Marriage Without Love & More Than a Convenient Marriage(85)
“I don’t want to stop,” he growled with masculine ferocity. “The only thing hotter than our first time together has been every time since.”
She wanted to believe that, but yesterday...
Gideon watched Adara withdraw and knew he was losing her. He’d come on too strong, but hunger for her was like a wolf in him, snapping and predatory from starvation.
“What’s wrong?” he demanded, then swore silently at himself when he saw that his roughened tone made her flinch. He wasn’t enjoying these heart-to-hearts any more than she was, but they were necessary. He accepted that, but it was hard. He was the type to attack, not expose his throat.
Adara flicked him a wary glance and stepped back, arms crossing her chest in the way he was beginning to hate because it shut him out so effectively. She chewed her bottom lip for a few seconds before cutting him another careful glance.
“Yesterday you said... Maybe I’m being oversensitive, but what you said when we were swimming really hurt, Gideon. About me not being good enough. I try to give you as much pleasure as you give me—”
He cut her off with a string of Greek epithets that should have curled the leaves off the surrounding trees. “Yesterday was a completely different era in this relationship. What I said—” The chill of frustration gripped his vital organs. How could he explain that his appetite for her went beyond what even seemed human? He understood now why she’d confined their relations to oral sex, but it didn’t change the fact that he ached constantly for release inside her. “I felt managed, Adara. I don’t say that with blame. I’m only telling you how it seemed from what I knew then. I want you. Not other women. Not tarts like Lexi. You. Having you hold yourself back from me made me nuts. I need you to be as caught up as I am. To want me. It’s the only way I can cope with how intense my need for you is.”
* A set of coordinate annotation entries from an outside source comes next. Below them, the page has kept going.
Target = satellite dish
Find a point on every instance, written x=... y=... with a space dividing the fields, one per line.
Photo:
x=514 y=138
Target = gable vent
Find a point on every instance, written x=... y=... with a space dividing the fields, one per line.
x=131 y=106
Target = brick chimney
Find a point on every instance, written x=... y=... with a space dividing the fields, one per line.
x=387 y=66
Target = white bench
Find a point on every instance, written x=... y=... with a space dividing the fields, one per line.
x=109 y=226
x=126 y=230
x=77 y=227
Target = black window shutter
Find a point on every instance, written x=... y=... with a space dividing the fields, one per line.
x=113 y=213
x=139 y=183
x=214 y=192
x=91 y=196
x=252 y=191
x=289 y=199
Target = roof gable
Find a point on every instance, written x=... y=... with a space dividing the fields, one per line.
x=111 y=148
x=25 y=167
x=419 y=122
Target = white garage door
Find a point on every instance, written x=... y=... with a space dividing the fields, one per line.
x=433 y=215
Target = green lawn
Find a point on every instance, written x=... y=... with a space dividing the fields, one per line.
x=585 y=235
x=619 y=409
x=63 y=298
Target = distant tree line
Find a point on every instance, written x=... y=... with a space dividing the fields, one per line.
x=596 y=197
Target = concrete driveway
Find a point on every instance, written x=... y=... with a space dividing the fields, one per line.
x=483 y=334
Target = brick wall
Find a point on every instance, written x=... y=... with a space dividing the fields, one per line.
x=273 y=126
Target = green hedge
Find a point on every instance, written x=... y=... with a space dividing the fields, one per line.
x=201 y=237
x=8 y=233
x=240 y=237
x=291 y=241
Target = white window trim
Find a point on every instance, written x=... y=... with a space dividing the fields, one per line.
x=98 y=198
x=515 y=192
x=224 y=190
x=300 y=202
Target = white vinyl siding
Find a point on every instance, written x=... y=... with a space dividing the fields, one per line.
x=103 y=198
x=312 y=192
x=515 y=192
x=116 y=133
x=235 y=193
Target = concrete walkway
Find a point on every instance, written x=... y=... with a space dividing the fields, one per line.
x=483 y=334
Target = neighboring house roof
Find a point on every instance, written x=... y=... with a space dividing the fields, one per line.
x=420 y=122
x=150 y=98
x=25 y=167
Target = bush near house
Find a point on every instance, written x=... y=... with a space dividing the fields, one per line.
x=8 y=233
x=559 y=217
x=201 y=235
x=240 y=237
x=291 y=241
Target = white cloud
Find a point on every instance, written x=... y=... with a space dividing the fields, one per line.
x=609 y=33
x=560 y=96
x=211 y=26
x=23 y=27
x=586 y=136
She blinked at him in shock.
He rubbed a hand down his face, wishing he could wipe away his blurted confession. “If that scares the hell out of you, then I’m sorry. I probably shouldn’t have told you.”
“No,” she breathed, head shaking in befuddlement. “But I find it hard to believe you feel like that. I’m not a siren. You’re the one with all the experience, the one who thinks about using condoms because you’ve used them before.”
“Yes, I have,” he said with forcible bluntness, not liking how defensive he felt for having a sexual history when she’d come to him pristine and pure. “But you know when the last time I used one was? The night before we met. I don’t remember much about the woman I was dating then, only that the next evening she left me because I asked her if she knew anything about you. Pretty crass, I know. I couldn’t stop thinking about you.”
Her searching gaze made him extremely uncomfortable. He jerked his chin.
“Let’s keep walking.”
“And talking? Because it’s such fun?” Adara bent to retrieve the blossom he’d dropped and twirled it beneath her nose as they continued deeper into the orange grove. His revelations were disturbing on so many levels, most especially because they were creating emotional intimacy, something that was completely foreign to their marriage. Nevertheless, as painful as it was to dredge up her hurts, she was learning that it was cathartic to acknowledge them. Letting him explain his side lessened the hurt.
She glanced at him as they walked, no longer touching.
“I hate thinking of you with other women.” The confession felt like a barbed hook dragged all the way from the center of her heart across the back of her throat. “Infidelity destroyed our family. We were quite normal at first, then Nico was sent away and it was awful. Both my parents drank. My father fooled around and made sure my mother knew about it. She was devastated. So much yelling and crying and fighting. I never wanted anything like that to happen to me.”
“It won’t,” he assured her, reaching across with light fingers to smooth her hair off her shoulder so he could tuck his hand under the fall of loose tresses and cup the back of her neck. “But tell me you were jealous of Lexi anyway. My ego needs it.”
“I felt insecure and useless,” she said flatly.
He checked his step and a spasm of pain flashed across his face before he seared her with a look. “Exactly how I felt when I saw you walk up the driveway here. Like I’d been rejected because I wasn’t good enough.”
She bit her lips together in compunction while her heart quivered in her chest, shimmering with the kind of pain a seed must feel before the first shoot breaks through its shell. She wanted to cry and throw herself into him and run away and protect herself.